In this sort of war, I said, these terrible accidents happen. ' Don' t look for excuses,' she said fiercely. 'My cousin, too, was killed by the Israelis. He was 27, walking along the street when an Israeli sniper saw him. In this prison we inhabit, the walls are always closing in on us.'

Her brother-in-law, Ibrahim Ayad, is an English teacher whose designer stubble, contempt for reason and angry, glittering eyes add up to the sort of Arab whom Westerners recoil from.

I said that many British people sympathise with the plight of the Palestinians.

'Sympathy?' he cried scornfully. 'You want us to believe there is sympathy for us in Britain - the nation which created Israel!'

I asked whether he approved of suicide bombing. 'I think yes,' he said. 'This is the only way we have. We have only our bodies and we are happy to use our bodies. We'd like death, we'd love death for the sake of our country!'

He shouted hysterically: 'We'd just like to live like any other people in the world. Think of my nephew Amir, who was killed here in his mother's bedroom! Do the Israelis think he was carrying guns?'

Grievances like these are piled high upon each other in Gaza and the West Bank. Every Palestinian family has its own horror story. There is no beauty, no meaningful culture, little human happiness.

When Israelis begin to discuss the Palestinians, they might be speaking of wild beasts. I remember meeting Esther Armon, the elderly widow of an Israeli ambassador.

She is a charming, jolly soul who runs a little art gallery in a pretty hilltop town in the north of the country. You would be delighted to have her as your grandmother.

She reminisced about fighting the British, who ran Palestine before 1948: 'It seemed a pleasure to fight against you rather than the Arabs - your people were human.'

She talked about Muslim ambitions to colonise Europe, and then about the Palestinians: 'You can't make an accommodation with fanatics.'

Yet Esther Armon's views are pretty moderate compared with those of the Russian immigrants who now constitute a formidable political block in Israel. Most support Netanyahu. They, like the extreme religious parties, believe that concessions represent weakness and folly. Most, I suspect, will applaud the commando attack on the aid convoy.

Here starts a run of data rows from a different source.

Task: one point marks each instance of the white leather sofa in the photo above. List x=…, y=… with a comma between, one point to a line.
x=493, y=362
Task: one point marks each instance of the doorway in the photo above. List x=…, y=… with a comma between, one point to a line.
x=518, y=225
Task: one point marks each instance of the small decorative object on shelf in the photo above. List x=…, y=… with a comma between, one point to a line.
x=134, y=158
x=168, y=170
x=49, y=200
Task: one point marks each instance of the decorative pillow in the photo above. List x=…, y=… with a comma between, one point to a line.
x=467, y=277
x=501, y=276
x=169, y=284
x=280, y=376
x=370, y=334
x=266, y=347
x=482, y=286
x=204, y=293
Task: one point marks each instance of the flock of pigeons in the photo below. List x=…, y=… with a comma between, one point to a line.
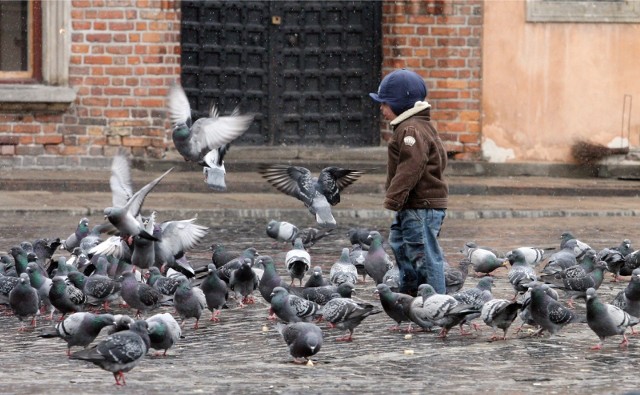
x=142, y=263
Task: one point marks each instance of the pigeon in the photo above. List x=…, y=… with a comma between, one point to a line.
x=124, y=215
x=521, y=273
x=215, y=292
x=607, y=320
x=629, y=298
x=292, y=308
x=315, y=278
x=360, y=237
x=485, y=261
x=139, y=296
x=24, y=301
x=206, y=140
x=343, y=270
x=443, y=310
x=532, y=255
x=455, y=277
x=73, y=240
x=120, y=352
x=357, y=256
x=304, y=339
x=78, y=329
x=562, y=259
x=377, y=261
x=164, y=332
x=317, y=194
x=297, y=261
x=345, y=313
x=577, y=286
x=548, y=314
x=310, y=236
x=97, y=288
x=243, y=282
x=282, y=231
x=395, y=305
x=65, y=297
x=500, y=313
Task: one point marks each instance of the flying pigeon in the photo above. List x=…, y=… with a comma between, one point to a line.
x=206, y=140
x=215, y=292
x=304, y=339
x=345, y=313
x=607, y=320
x=317, y=194
x=164, y=332
x=120, y=352
x=343, y=270
x=78, y=329
x=377, y=262
x=24, y=301
x=395, y=305
x=500, y=313
x=297, y=261
x=282, y=231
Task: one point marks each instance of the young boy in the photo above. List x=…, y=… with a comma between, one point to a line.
x=415, y=187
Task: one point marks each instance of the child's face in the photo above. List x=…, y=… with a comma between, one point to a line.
x=387, y=113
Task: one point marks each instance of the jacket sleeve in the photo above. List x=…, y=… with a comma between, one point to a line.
x=412, y=159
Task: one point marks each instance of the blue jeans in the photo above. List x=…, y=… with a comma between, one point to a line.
x=414, y=241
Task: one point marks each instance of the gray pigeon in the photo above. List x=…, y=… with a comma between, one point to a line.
x=521, y=274
x=377, y=261
x=395, y=305
x=315, y=278
x=243, y=282
x=164, y=332
x=343, y=270
x=607, y=320
x=24, y=301
x=189, y=301
x=139, y=296
x=317, y=194
x=78, y=329
x=297, y=261
x=443, y=310
x=455, y=277
x=120, y=352
x=206, y=140
x=500, y=313
x=304, y=339
x=549, y=314
x=215, y=292
x=345, y=313
x=66, y=298
x=292, y=308
x=282, y=231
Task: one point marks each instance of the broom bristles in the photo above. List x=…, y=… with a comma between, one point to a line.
x=588, y=153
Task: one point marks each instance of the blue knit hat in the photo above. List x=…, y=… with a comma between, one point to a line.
x=400, y=89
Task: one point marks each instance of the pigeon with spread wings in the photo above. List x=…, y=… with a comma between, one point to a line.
x=317, y=193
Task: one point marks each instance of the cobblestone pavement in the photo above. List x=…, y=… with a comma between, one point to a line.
x=244, y=354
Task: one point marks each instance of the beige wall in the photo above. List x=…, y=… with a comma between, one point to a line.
x=545, y=85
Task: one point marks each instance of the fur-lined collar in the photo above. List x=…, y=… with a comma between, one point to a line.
x=417, y=108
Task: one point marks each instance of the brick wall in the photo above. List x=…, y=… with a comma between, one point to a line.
x=441, y=41
x=124, y=56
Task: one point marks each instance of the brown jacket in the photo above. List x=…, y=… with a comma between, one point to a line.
x=416, y=162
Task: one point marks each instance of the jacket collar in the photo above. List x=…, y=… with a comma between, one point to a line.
x=417, y=108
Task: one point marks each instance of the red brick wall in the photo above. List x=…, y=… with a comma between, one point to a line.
x=441, y=41
x=124, y=56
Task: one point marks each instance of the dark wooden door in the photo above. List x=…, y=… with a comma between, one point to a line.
x=304, y=67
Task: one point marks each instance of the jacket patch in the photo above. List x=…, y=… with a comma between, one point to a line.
x=409, y=140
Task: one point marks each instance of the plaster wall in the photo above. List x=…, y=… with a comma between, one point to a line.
x=546, y=85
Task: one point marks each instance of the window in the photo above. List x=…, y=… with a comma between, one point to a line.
x=600, y=11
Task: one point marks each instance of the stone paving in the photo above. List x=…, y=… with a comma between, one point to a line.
x=244, y=354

To be fair, Israel's liberals argue that withdrawal from the West Bank is essential to the long-term future of the state.

They fear the consequences of reliance upon military superiority for their survival. Sooner or later, they say, maybe decades from now, if there is no peace deal, the Muslims may be able to challenge Israel's guns.

But most Israelis reject retreat, above all from Jerusalem. They say: 'The Arabs will not give us peace whatever we do, so we might as well keep what we have.'

Every day, every year, cranes and bulldozers labour on Palestinian land, creating facts: countless housing estates occupied by settlers. They do not believe that Barack Obama, the United Nations or the 'world opinion' which they despise will ever summon the will to take the settlements away from them.

They could be right. The Israelis' implacable determination may enable them to defy their country's critics and hold the Palestinians at bay. But the price, if they go on like this, will be to make Israel a pariah state.

Israelis have achieved something remarkable on the eastern shore of the Mediterranean. They have created a vibrant and dynamic society in what was a barren wilderness 62 years ago when the state was born.

Their tragedy is that they have done this at the cost of inflicting a historic injustice on the dispossessed Palestinians.

This week's bloody drama at sea struck a heavy blow at Israel's moral standing. With luck - and in the strongest interests of Israel - it will bring down the discredited Netanyahu government.

Even better, it might cause Israelis to think again about where they are going. They cannot forever rely on brute force to impose their will.

When I last rented a car in Jerusalem, on Avis's map there was no trace of any border between the Israeli state and the occupied territories. There was only Israel, from the Jordan to the Mediterranean. Such a vision represents a towering insult to the Palestinian people, and a tragic self-delusion for themselves.

It is time for change, in the interests of all those who inhabit this tormented region.